Супрун снова опустил глаза. Я ждал.
— Зачем вам это? — наконец поднял он глаза, и в них было столько мольбы и раскаяния, что у меня дрогнуло сердце. Но слишком серьезно завязывалось, чтобы к нему относиться так легко.
— Как зачем? Разве я не командир для вас?
— Командир. Но лучше вам не знать… Когда двое дерутся, третьему не мешаться, потому, обижайтесь на меня, не обижайтесь, ничего я вам не скажу.
Вот так! «Двое дерутся»… Уже подчиненные знают, что командир и замполит конфликтуют, и тоже, наверное, заняли позиции.
— На чьей же вы стороне? — сделал я обходный маневр.
Супрун грустно усмехнулся:
— Я не хочу, чтобы меня во второй раз отстранили от летной работы.

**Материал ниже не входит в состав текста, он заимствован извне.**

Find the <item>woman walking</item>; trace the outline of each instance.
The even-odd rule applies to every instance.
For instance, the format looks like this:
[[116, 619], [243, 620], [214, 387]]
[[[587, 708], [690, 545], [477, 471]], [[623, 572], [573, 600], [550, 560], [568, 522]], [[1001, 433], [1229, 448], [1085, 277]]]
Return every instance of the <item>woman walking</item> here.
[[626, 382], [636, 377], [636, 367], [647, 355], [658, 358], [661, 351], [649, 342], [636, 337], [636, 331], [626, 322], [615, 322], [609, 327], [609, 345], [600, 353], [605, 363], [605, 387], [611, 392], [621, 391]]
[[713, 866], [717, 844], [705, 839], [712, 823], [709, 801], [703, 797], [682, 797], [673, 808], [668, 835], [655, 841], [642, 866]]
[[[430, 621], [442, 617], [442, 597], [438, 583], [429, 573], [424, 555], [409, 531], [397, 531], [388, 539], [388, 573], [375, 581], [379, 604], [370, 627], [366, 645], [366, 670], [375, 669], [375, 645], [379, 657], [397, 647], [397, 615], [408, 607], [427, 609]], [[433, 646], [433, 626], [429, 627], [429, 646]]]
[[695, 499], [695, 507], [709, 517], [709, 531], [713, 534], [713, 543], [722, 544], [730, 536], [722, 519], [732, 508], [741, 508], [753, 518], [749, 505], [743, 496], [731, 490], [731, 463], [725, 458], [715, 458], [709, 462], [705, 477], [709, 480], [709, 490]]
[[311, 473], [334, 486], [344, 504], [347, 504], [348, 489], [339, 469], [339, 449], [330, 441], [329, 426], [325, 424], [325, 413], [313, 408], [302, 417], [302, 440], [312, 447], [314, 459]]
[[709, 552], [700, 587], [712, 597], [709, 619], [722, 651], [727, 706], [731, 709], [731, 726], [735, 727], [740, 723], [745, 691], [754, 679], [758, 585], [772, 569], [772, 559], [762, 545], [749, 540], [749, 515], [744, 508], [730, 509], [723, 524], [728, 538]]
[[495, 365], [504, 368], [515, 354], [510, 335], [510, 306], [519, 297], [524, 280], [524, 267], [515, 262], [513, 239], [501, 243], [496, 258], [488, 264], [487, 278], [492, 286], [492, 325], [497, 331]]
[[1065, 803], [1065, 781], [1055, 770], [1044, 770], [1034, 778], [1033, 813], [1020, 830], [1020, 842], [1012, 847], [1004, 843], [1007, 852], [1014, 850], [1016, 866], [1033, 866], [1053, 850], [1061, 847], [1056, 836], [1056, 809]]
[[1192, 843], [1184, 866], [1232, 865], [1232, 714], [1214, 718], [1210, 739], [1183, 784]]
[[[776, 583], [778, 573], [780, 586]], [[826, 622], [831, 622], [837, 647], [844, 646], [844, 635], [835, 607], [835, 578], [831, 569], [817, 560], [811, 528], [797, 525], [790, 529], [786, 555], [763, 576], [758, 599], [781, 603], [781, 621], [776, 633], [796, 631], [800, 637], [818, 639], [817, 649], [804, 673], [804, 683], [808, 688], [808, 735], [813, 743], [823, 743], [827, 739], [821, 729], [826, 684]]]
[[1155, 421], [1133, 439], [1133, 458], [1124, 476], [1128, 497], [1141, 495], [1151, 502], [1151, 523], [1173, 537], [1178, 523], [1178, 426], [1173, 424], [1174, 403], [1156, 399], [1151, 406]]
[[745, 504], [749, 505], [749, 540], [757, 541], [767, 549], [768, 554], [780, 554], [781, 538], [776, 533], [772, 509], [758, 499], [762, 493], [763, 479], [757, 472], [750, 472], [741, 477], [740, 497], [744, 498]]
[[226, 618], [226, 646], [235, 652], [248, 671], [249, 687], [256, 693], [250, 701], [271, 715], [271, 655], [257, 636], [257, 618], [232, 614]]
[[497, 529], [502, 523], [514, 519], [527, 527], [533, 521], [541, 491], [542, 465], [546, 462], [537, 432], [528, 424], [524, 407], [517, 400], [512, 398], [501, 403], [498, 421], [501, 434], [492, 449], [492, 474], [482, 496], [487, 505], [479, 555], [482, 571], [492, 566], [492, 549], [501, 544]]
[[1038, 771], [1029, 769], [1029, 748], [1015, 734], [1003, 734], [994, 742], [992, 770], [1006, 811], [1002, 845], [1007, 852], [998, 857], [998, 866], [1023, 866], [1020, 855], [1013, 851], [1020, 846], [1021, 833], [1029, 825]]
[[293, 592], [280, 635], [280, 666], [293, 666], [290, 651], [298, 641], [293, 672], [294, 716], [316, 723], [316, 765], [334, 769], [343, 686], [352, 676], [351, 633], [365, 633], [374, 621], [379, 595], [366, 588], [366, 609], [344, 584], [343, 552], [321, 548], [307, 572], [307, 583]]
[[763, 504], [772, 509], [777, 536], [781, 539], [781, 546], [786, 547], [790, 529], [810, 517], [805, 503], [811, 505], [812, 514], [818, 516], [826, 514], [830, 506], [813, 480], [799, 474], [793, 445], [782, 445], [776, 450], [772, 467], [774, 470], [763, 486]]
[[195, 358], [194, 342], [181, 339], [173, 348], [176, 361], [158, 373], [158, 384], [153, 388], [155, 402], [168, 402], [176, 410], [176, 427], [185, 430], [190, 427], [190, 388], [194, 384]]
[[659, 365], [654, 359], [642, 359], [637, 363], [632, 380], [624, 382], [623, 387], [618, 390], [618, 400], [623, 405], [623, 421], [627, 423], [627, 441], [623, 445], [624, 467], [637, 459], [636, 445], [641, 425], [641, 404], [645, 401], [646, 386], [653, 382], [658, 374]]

Все ясно. Дятлов прав. Генеральский пьедестал Лесничука угрожающе закачался. Но мне почему-то стало жаль командира. «Почему?» — задал я тут же вопрос, словно поймал себя на подленькой мыслишке: а не потому, что стремишься занять его командирский пьедестал? Чего греха таить, ведь хочешь? Хочу, ответил я своей совести. Но только по чести, без обмана и укрывательства всего, что было и что случилось на учениях. А как же в таком случае с Лесничуком?.. С Лесничуком сложнее. Но я уверен, он искренне сожалеет о случившемся. Разве он мог предположить, что Супрун свалится в штопор? Мелькни у него такая мысль, он не допустил бы его до летно-тактических учений. А зачем он дал команду: «Действовать, как учили»? То есть атаковать друг друга, чтобы привезти заснятую пленку с пораженным «противником»? Понятно зачем: очень уж ему не хотелось упасть в грязь лицом перед сухопутным генералом. Думаю, не больше. За то, что летчики не перехватили бы цель, Лесничука не наказали бы, и вряд ли этот факт сыграл бы отрицательную роль в его переводе в Москву. Значит, ты оправдываешь Лесничука? Нет. Но и не осуждаю. Просто я сочувствую ему. Ага, все-таки личные интересы заслоняют моральную сторону? Значит, и ты в своей командирской практике будешь пользоваться теми же методами? А почему бы нет? Не такие плохие были они у Лесничука. Кое-что, правда, придется пересмотреть, может, повременить с инициативой борьбы за звание полка мастеров боевого применения, поднажать на перехваты в условиях помех, установив доброжелательные отношения с бомберами. Но, думаю, и Лесничук сделает это, если останется в полку… А тебе все-таки хочется, чтобы он уехал? Да. Но не из-за его должности — мне стыдно смотреть в глаза Светлане, зная, что она нелюбима и рано или поздно Лесничук оставит ее. Пусть уж лучше он уедет. И чем раньше, тем лучше.
4
САРПП — система автоматической регистрации параметров полета.